Interns earn an hourly wage, brew coffee and manage day-to-day operations. They also meet Tuesday nights for team-building, leadership training and to fine-tune their service.

All coffee beans are ethically-sourced. “We know that when we have Honduras coffee, that came from Rudy Carcamo’s farm in Honduras. We know his name, and we’ve seen photos of him,” Hardy says. They also know he earns a fair price when they buy from him — 150 percent better than if he were to sell fair-trade. “We want everything we do to be as ethical as possible, even if that’s for the local people that the coffee comes from, halfway across the world.”

Hardy is no stranger to the Near Northwest Neighborhood. “I grew up here and said, ‘I will leave this neighborhood as soon as I can, and I’m never coming back.’ And I did leave,” she says. “I moved far away.”
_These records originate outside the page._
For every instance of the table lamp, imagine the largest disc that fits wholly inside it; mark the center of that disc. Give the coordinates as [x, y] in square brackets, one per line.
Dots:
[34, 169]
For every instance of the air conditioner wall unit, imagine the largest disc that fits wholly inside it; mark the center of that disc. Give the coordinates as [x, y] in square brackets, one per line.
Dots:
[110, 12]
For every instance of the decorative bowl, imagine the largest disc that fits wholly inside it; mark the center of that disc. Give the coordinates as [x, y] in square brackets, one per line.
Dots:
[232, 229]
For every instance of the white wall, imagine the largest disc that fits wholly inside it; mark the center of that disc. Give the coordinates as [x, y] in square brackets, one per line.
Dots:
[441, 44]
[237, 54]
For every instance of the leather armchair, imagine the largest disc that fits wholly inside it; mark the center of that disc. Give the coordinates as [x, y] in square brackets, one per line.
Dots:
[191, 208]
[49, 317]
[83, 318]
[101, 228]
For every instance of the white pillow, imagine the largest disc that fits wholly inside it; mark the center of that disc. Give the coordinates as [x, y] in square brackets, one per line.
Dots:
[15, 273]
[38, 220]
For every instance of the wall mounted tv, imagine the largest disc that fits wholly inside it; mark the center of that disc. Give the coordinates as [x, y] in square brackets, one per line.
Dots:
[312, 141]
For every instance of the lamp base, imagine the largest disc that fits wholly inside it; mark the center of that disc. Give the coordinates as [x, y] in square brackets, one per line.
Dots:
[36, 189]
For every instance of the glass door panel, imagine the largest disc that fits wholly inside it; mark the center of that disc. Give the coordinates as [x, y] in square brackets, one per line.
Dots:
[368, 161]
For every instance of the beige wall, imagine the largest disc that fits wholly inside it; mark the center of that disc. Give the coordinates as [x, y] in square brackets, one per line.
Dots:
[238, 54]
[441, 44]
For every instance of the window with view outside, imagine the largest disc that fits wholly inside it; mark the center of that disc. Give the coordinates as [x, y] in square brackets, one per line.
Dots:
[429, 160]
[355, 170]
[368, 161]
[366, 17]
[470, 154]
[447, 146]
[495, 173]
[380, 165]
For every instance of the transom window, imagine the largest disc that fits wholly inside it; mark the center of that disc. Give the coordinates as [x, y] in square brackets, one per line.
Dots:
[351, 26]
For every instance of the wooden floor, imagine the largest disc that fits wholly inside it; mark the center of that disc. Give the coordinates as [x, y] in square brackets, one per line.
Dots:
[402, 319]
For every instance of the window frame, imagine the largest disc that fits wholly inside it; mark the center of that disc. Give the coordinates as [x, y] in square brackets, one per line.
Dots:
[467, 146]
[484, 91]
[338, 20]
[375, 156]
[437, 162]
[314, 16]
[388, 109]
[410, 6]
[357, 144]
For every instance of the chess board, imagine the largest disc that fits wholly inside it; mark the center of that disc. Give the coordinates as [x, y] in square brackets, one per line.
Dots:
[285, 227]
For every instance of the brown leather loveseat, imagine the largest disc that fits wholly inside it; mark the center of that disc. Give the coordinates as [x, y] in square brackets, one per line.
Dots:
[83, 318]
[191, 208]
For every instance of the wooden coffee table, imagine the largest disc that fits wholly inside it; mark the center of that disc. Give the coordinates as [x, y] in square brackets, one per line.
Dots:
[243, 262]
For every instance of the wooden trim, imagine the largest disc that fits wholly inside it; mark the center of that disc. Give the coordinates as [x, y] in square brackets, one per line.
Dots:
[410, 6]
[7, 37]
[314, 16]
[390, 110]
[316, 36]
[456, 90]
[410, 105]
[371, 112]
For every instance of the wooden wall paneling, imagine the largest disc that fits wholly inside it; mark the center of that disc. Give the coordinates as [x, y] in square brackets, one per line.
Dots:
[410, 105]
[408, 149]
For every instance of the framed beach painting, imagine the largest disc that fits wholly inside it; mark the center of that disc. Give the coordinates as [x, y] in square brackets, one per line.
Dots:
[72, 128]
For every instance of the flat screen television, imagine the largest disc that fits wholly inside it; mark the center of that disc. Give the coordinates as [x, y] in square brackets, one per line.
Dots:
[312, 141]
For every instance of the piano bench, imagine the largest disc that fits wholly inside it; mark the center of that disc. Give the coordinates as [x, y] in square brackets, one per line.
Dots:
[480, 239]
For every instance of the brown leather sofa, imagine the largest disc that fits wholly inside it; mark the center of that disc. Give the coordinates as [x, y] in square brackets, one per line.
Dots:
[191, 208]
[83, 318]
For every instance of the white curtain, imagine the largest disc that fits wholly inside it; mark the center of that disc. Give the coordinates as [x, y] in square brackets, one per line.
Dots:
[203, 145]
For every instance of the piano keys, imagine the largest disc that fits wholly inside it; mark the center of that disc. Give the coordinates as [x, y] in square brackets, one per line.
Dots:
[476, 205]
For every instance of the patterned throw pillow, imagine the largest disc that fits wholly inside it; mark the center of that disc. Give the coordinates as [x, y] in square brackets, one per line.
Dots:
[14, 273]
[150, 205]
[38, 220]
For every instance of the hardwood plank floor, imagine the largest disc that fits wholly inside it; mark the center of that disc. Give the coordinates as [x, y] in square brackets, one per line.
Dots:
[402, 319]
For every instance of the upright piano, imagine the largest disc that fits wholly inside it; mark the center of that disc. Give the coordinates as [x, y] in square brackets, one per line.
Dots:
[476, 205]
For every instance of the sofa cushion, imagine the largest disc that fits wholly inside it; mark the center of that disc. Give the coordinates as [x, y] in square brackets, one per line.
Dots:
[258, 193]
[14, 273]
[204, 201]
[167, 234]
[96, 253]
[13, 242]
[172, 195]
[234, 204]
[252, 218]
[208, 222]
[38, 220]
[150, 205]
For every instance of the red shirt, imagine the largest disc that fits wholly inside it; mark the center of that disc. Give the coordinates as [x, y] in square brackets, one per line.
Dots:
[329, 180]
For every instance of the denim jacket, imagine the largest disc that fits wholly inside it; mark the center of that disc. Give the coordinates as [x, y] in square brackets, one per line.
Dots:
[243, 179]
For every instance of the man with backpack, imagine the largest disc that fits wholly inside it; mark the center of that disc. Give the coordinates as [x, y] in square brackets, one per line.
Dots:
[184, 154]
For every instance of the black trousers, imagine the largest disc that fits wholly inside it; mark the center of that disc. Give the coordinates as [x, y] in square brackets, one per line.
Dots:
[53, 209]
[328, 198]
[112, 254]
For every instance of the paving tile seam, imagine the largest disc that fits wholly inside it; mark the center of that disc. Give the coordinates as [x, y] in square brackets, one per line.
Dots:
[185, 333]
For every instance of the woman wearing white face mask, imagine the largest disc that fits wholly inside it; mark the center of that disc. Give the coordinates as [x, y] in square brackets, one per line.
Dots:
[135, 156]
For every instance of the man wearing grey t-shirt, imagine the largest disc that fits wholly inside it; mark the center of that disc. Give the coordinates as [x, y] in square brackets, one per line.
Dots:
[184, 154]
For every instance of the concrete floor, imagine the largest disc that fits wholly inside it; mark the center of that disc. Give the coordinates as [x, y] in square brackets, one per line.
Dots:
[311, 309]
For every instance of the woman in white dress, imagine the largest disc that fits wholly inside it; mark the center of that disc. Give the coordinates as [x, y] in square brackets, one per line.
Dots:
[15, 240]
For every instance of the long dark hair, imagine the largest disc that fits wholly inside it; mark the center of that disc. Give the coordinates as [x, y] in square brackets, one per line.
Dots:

But by 2008, in the heart of the housing crisis, she found herself right back in the town where she grew up — the same streets where, as a child, she remembers neighbors selling their homes, fleeing to suburbs. Her mother, who still lives in the neighborhood, “weathered some pretty rocky times,” she says.

Hardy says since then, the mood has changed. “Even since we’ve been here in 2008, we’ve seen tremendous growth. It’s sort of like we’ve reached a tipping point,” she says.

The Local Cup buzzes with optimism for the future of the neighborhood. The walls are covered with paintings from local artists, a 55-and-older group has begun to meet for coffee every Sunday, neighbors have purchased local real estate — signing the papers over Local Cup joe — and a racially diverse group of about 75 filled the small shop for a slam poetry festival — the first of many, Hardy hopes.

“This neighborhood is a microcosm of a lot of the community issues we’re dealing with in the country — particularly around issues of income disparity, race,” Hardy says. “We face all of those in our neighborhood, as well as a really strong and deep desire to bridge those gaps and to create real and lasting community.”


IF YOU GO:

Address: 1009 Portage Avenue, South Bend

Hours: Saturday from 9 a.m. to 12 p.m. and Sunday from 2 p.m. to 4 p.m.